What's the point in doing this when we know the exact point in time
where it makes sense to start scanning the git tree inodes?

Numbers talk, I get it, and I'll try to get some benchmarking done
next week. But do you really need numbers to understand how poorly
this algorithm performs?

The strongest argument you can make then is that the algorithm simply
never really matters. And that seems like a stretch.

> THere's also the problem of lack of visibility. RIght now, we know
> that all the unreferenced VFS inodes in the system are on the LRU
> and that they are generally all accounted for either by active
> references or walking the LRU. This change now creates a situation
> when inodes with page cache attached are not actively references but
> now also can't be found by walking the LRU list. i.e. we have inodes
> that are unaccounted for by various statistics. How do we know how
> many inodes are pinned by the page cache? We can't see them via
> inode shrinker count tracing, we can't see them via looking up all
> the active references to the inode (because there are none), and so
> on.

Can you elaborate on which statistics you are referring to?

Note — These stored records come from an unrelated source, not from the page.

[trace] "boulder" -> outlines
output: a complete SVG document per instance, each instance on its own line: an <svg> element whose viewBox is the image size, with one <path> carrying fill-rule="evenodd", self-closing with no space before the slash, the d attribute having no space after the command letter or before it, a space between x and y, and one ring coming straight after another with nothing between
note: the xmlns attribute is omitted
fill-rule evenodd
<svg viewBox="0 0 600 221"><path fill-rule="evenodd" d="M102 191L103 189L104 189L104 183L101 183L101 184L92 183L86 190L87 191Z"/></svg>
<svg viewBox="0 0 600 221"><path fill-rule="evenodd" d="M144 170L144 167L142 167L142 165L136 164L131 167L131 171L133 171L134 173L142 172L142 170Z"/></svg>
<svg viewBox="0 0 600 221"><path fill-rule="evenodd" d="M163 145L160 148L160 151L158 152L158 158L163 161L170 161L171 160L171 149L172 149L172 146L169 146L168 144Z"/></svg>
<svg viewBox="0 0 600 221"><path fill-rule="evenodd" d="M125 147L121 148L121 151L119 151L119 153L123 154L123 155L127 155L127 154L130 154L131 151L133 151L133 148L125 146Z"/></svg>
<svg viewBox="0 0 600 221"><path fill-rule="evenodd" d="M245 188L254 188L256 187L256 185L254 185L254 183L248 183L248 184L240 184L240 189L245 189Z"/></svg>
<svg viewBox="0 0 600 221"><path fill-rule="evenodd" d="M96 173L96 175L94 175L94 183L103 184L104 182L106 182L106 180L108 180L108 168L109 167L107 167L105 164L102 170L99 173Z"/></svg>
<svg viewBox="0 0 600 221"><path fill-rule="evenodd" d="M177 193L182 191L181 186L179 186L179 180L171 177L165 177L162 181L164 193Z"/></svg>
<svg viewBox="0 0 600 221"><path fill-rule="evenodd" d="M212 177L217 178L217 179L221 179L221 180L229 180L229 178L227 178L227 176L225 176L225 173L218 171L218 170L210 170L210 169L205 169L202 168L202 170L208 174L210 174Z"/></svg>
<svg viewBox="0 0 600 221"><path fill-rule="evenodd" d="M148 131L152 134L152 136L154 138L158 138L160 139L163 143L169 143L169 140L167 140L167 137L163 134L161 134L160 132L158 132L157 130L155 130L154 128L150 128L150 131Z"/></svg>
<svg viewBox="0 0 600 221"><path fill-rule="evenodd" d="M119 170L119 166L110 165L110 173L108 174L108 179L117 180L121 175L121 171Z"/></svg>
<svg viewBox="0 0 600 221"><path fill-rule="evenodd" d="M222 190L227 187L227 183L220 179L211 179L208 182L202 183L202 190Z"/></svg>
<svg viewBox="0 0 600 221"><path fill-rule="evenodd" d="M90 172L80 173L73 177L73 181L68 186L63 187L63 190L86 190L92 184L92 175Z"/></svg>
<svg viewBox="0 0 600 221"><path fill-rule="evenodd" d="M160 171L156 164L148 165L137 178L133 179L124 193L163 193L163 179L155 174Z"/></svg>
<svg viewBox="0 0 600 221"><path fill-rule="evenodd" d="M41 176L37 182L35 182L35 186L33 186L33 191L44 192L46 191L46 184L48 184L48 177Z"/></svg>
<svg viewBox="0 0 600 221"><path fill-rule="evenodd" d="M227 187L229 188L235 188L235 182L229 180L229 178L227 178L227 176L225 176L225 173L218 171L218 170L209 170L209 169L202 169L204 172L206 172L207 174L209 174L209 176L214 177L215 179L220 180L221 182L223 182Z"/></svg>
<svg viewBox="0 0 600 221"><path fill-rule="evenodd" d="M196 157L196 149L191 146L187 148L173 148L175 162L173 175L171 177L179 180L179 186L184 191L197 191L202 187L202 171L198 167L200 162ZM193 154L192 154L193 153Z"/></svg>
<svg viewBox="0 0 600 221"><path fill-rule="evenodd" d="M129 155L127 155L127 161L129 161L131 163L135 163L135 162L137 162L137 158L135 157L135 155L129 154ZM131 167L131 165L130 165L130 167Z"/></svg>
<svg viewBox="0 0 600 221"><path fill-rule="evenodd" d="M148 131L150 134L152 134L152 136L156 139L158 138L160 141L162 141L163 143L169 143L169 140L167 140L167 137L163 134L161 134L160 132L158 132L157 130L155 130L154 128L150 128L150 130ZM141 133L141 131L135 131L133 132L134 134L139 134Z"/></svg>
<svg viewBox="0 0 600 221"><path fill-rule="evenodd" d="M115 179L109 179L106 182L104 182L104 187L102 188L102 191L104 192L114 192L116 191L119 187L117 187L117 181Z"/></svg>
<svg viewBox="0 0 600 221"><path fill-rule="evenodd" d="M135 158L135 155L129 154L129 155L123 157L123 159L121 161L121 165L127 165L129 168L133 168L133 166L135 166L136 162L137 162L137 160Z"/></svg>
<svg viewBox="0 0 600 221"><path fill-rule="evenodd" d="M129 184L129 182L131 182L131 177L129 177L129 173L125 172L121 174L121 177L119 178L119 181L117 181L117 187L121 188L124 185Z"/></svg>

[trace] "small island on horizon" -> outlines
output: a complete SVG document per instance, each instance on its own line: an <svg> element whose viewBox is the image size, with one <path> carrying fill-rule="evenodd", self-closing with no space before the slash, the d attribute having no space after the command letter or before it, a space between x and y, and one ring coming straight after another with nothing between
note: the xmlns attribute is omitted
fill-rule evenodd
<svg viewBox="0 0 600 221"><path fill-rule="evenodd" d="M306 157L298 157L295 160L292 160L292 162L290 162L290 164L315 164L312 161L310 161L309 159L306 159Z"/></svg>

I can see nr_inodes and nr_unused, but I don't see the delta being
broken down further into open and dirty - and if dirty whether it's
the inode that's dirty, or the page cache. So it appears we already
don't know how many inodes can be pinned today by the page cache.

From what I can see there seems to be a general lack of insight into
the state of the icache that may need a more general solution that is
outside the scope of my patch here.

> Essentially we have nothing tracking these inodes at all at this
> point, so if we ever miss a call in the mm/ to add the inode to the
> LRU that you've sprinked throughout the mm/ code, we essentially
> leak the inode. It's hard enough tracking down bugs that result in
> "VFS: busy inodes after unmount" errors without actively adding
> infrastructure that intentionally makes inodes disappear from
> tracking.

Well yes, but that's no different than missing an iput(). And there is
a lot more of those than there are page cache deletion sides.

> > Meanwhile, the MM is standing by, going "You know, I could tell you
> > exactly when those actually become reclaimable..."
> > 
> > If you think this is the more elegant implementation, simply because
> > it follows a made-up information hierarchy that doesn't actually map
> > to the real world, then I don't know what to tell you.
> > 
> > We take i_count and dirty inodes off the list because it's silly to
> > rotate them over and over, when we could just re-add them the moment
> > the pin goes away. It's not a stretch to do the same for populated
> > inodes, which usually make up a much bigger share of the pool.
> 
> We don't take dirty inodes off the LRU. We only take referenced
> inodes off the LRU in the shrinker isolation function because we can
> guarantee that when the inode reference is dropped via iput() the
> inode will be added back to the LRU if it needs to be placed there.
> 
> This is all all internal to the inode cache functionality
> (fs/inode.c) and that's the way it should remain because anything
> else will rapidly become unmaintainable.

You don't seem to understand how this code actually works - this is
patently false. I think this conversation could be more productive if
you spent some time catching up on that first.